I think $(a)$ is true, I tried to split the integral:

$$\int_{-\infty}^\infty f(t)dt=\int_{-\infty}^{x_0-x}f(t)dt+\int_{x_0-x}^{x_0+x}f(t)dt+\int_{x_0+x}^\infty f(t)dt$$

and do some manipulations, but got stuck.

I think $(b)$ is false, I tried to construct a counter example of triangles with bases which get smaller as $x$ gets larger for $x>0$, and negative triangles with basis which gets bigger as $x$ gets smaller for $x<0,$ but not sure if that works.

Answer 1

In the comments of the question there were some concerns about wether the integrals exists or not.
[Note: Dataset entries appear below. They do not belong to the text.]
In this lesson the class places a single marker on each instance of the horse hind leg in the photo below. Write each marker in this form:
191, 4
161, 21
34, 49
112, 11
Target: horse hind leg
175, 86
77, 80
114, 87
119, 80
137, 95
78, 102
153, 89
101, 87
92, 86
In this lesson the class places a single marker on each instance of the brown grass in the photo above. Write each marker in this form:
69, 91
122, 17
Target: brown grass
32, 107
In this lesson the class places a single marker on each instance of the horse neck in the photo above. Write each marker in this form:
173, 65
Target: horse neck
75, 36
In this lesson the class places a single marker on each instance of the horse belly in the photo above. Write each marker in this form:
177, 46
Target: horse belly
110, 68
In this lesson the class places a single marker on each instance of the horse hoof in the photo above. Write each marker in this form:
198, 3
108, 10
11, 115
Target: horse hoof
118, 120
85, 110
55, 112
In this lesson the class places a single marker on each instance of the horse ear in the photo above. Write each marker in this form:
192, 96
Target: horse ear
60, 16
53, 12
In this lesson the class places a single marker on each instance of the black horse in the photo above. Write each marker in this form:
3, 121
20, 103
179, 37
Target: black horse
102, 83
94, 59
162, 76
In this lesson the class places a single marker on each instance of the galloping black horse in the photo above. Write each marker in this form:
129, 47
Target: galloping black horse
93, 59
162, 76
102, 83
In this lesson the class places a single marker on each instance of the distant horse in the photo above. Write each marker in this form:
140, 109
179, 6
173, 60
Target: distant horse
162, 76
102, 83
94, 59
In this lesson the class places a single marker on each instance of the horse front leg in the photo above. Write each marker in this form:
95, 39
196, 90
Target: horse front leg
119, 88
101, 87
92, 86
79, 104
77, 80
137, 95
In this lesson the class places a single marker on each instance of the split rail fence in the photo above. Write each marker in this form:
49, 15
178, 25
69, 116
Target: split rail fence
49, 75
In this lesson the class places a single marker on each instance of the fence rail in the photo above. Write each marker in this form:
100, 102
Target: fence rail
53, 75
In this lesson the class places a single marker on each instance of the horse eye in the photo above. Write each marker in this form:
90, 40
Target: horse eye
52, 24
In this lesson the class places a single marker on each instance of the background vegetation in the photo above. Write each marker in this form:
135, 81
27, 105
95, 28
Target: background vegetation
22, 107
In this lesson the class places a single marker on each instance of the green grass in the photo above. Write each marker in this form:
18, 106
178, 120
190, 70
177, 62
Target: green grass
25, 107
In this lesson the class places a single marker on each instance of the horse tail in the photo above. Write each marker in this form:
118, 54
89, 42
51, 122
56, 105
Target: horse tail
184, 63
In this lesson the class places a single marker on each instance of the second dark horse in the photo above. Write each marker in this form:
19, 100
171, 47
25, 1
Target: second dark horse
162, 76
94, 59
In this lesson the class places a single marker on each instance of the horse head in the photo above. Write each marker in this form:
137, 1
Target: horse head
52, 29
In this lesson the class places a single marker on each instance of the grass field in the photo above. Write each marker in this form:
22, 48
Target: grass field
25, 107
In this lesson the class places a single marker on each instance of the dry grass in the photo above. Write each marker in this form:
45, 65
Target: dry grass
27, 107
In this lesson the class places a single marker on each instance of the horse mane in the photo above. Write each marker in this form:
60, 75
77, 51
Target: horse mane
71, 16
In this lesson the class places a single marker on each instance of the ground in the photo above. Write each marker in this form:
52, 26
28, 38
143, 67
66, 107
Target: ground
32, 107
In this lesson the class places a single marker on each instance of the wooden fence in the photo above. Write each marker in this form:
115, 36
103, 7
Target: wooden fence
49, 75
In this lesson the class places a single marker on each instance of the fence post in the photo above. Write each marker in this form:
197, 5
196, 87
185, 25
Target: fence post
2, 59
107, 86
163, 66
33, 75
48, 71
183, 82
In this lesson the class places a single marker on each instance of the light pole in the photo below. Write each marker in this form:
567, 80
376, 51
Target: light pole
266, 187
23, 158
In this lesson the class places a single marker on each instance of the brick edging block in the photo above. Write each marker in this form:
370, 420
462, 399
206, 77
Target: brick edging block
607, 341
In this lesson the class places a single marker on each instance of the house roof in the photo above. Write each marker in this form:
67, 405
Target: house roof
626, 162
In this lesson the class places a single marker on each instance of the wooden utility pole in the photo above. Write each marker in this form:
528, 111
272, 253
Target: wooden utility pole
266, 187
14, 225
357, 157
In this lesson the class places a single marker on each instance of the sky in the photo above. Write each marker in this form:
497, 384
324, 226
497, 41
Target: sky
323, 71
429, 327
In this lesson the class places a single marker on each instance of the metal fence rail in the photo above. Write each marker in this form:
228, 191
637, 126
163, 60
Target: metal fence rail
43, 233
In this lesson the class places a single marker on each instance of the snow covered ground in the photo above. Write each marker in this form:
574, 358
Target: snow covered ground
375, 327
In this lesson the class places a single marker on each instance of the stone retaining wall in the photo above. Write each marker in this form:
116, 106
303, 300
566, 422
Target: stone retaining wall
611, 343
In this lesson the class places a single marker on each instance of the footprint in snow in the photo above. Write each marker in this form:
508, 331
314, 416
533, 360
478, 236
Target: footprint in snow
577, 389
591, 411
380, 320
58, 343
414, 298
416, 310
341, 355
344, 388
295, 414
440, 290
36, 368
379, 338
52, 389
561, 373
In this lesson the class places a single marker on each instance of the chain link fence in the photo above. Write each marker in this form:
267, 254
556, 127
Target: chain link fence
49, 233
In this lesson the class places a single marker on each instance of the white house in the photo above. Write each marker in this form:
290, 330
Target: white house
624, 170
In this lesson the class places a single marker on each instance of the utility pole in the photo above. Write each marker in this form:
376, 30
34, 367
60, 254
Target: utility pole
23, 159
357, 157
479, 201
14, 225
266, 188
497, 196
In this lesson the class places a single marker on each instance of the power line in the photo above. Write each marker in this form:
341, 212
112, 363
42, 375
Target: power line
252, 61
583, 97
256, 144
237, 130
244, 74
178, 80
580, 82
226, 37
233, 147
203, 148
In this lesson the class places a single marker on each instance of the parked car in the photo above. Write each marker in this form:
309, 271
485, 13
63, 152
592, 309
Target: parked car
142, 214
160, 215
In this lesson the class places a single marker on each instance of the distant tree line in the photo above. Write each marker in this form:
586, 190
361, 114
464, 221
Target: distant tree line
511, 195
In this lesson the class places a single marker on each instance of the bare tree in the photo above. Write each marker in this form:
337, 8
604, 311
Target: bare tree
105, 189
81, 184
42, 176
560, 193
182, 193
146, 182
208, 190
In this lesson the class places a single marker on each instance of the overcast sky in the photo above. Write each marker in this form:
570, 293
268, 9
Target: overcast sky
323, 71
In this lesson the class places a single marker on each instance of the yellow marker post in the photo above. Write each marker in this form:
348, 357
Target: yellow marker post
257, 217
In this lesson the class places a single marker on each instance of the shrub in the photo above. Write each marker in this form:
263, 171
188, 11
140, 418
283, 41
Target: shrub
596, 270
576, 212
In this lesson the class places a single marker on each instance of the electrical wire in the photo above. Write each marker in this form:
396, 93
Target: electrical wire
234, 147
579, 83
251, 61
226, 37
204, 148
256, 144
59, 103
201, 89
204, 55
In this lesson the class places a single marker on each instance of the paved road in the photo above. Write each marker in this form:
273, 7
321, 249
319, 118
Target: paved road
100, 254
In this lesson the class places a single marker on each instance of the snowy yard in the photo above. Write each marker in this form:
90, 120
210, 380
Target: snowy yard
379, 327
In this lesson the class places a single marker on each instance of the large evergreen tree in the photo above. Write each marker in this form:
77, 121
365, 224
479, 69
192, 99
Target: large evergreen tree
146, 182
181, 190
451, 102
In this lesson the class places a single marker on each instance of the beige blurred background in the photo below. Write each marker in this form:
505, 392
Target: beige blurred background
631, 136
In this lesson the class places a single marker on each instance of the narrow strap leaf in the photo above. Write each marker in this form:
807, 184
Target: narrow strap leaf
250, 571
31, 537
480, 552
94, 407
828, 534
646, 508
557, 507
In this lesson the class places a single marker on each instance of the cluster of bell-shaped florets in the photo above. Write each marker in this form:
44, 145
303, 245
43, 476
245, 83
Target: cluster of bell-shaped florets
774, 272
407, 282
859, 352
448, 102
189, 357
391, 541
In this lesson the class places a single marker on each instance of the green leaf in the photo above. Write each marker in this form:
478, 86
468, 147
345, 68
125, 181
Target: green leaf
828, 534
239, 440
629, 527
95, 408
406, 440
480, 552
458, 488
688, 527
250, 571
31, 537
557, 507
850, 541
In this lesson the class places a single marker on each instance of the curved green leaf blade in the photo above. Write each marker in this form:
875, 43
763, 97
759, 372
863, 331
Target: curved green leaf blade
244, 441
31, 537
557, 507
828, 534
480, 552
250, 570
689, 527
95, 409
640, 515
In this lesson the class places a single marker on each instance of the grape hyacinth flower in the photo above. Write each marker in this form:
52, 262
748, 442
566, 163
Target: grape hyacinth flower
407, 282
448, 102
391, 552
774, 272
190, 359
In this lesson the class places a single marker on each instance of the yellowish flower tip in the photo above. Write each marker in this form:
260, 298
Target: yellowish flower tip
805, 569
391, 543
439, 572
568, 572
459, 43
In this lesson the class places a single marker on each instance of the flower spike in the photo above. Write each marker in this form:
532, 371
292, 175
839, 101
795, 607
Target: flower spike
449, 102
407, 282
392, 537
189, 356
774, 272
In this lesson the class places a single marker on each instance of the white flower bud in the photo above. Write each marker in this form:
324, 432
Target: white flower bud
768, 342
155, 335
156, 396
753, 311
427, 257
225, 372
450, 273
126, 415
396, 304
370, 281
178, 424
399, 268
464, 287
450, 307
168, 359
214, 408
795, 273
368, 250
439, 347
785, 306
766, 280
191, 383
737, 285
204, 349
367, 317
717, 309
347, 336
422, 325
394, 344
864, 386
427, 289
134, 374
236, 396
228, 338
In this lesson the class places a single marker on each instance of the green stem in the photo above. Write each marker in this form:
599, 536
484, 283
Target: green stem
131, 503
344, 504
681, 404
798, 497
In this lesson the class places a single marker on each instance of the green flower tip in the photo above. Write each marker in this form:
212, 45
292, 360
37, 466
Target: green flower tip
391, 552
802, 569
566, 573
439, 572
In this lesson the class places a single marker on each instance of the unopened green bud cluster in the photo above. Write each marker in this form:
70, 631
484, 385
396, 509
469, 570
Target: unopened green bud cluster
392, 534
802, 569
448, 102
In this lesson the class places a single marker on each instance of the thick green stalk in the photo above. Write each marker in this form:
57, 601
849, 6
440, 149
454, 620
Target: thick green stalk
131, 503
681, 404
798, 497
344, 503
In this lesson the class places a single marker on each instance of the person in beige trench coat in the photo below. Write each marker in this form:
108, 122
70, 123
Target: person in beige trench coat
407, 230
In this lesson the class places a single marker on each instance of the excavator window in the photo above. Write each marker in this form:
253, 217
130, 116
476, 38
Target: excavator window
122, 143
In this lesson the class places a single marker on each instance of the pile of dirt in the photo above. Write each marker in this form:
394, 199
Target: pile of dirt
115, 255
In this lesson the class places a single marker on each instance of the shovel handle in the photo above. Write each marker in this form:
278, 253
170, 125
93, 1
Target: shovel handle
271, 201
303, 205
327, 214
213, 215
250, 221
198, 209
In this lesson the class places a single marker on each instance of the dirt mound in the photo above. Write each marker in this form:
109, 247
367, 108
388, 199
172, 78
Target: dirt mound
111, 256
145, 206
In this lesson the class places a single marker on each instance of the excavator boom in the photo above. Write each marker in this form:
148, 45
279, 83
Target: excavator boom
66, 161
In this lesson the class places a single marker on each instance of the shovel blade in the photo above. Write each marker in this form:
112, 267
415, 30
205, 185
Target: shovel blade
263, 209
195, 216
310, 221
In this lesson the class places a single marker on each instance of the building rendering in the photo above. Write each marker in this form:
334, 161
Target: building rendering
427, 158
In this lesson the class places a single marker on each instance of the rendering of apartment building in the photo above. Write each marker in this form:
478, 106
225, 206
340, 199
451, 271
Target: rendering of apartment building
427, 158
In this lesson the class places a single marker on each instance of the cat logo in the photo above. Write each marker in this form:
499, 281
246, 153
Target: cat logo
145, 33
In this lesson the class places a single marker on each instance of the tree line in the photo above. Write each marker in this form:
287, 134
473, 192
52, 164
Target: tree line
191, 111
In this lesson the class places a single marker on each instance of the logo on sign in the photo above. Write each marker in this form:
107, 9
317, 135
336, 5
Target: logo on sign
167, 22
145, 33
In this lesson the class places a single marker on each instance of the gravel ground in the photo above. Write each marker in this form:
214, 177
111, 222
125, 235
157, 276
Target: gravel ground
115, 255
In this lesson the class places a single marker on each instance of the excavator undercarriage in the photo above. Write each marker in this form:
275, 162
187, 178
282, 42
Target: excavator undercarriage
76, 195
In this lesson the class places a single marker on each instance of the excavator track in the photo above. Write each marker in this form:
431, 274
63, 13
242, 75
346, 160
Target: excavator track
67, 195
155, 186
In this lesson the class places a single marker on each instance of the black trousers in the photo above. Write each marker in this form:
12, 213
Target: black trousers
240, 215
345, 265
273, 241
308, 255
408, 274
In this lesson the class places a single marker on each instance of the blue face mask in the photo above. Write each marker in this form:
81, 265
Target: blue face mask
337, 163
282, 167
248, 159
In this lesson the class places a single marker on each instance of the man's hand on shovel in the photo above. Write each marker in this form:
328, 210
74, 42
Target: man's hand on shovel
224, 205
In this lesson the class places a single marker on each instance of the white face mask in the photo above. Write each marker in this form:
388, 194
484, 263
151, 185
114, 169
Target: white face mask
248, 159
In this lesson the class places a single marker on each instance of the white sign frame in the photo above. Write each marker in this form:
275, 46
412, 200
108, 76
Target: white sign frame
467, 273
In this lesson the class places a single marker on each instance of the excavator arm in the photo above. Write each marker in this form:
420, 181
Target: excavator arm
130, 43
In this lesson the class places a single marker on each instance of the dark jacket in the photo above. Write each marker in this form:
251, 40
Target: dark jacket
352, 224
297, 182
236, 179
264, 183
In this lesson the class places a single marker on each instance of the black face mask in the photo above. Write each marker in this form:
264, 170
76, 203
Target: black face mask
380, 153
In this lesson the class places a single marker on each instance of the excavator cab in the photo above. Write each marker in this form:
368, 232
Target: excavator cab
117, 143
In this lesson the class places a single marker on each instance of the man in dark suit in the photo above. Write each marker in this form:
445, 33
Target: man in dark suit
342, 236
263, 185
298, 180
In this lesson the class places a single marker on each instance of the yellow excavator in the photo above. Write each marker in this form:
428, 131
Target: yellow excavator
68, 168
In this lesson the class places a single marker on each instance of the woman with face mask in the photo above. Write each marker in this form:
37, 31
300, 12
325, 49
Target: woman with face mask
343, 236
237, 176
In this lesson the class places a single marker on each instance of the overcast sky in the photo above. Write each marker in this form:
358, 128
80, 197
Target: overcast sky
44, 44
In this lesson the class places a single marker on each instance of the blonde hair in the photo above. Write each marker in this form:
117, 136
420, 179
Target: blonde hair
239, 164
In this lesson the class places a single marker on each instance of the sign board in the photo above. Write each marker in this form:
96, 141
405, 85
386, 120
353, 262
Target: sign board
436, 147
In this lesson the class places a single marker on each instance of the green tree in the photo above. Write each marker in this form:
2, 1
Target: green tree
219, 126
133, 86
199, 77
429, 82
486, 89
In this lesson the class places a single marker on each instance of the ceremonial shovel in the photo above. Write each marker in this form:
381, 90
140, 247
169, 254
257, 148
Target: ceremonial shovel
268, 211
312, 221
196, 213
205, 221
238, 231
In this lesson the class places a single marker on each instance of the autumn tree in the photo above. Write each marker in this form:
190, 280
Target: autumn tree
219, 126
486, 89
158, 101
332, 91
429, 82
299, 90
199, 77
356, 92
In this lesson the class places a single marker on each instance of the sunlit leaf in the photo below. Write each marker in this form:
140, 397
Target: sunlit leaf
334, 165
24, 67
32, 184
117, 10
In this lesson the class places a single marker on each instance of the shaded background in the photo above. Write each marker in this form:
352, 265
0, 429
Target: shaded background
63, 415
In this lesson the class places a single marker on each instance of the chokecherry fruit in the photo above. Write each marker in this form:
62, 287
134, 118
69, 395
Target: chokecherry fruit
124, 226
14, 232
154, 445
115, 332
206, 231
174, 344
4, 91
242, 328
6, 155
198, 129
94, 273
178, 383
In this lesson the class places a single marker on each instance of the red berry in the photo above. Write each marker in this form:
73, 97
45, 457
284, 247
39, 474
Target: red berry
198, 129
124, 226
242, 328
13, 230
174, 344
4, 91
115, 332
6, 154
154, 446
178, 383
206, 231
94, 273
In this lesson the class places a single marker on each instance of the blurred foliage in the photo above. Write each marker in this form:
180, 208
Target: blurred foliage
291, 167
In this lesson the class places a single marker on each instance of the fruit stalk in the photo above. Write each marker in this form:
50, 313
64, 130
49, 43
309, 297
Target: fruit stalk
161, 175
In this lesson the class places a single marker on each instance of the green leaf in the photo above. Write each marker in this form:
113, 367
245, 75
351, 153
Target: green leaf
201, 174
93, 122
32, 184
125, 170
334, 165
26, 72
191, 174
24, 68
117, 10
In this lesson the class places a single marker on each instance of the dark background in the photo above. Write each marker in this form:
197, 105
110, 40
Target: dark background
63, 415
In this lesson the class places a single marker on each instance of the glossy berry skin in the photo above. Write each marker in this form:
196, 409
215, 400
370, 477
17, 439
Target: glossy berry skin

In this respect, note that, by definition, \begin{align}\int_{-\infty}^{+\infty} f(t) \,\mathrm{d}t &= \lim_{a\to -\infty}\lim_{b\to +\infty}\int_{a}^b f(t) \,\mathrm{d}t = \lim_{a\to -\infty}\lim_{b\to +\infty} \Big(\int_a^{x_0} f(t) \,\mathrm{d}t + \int_{x_0}^b f(t)\,\mathrm{d}t\Big) \\ &= \lim_{a\to -\infty}\int_a^{x_0} f(t) \,\mathrm{d}t +\lim_{b\to +\infty}\int_{x_0}^b f(t)\,\mathrm{d}t . \end{align} So the left-hand-side exists if and only if the right hand side exists. Therefore both $\lim\limits_{a\to -\infty}\int_a^{x_0} f(t)$ and $\lim\limits_{b\to +\infty}\int_{x_0}^b f(t)\,\mathrm{d}t$ exist. So we have \begin{align*} 0 = \int_{-\infty}^{+\infty} f(t) \,\mathrm{d}t = \int_{-\infty}^{x_0} f(t) \,\mathrm{d}t + \int_{x_0}^{+\infty} f(t) \,\mathrm{d}t \end{align*} By adding one integral on the otherside we get \begin{align} \int_{x_0}^{+\infty} f(t) \,\mathrm{d}t = - \int_{-\infty}^{x_0} f(t) \,\mathrm{d}t \end{align}

Answer 2

Part (a) is false. Just consider $$f(t)=\begin{cases}e^{-t}&t\geq0\\-\frac{1}{(t-1)^2}&t<0\end{cases}$$

Assume the claim is true for some $x_0$. Then take $x$ large enough so that $x_0-x$ is negative, $x_0+x$ is positive, and $\int_{x_0-x}^{x_0+x}f(t)\,dt=0$.

Then $$ \begin{align} 0=\int_{x_0-x}^{x_0+x}f(t)\,dt &=\int_{x_0-x}^{0}f(t)\,dt+\int_{0}^{x_0+x}f(t)\,dt\\ &=-1-\frac{1}{x_0-x-1}-e^{-(x_0+x)}+1\\ &=\frac{1}{x-x_0+1}-e^{-(x_0+x)}\\ \end{align}$$

and this is supposed to be true for all $x$ larger than some $M$. That is, for all large enough $x$, it is supposed to be true that $$e^{-(x_0+x)}=\frac{1}{x-x_0+1}$$ or rather that $$e^{-x}=\frac{e^{x_0}}{x-x_0+1}$$ which is true for at most one $x$-value not all "large enough" $x$.

It looks like part (b) has been answered by Nathanael.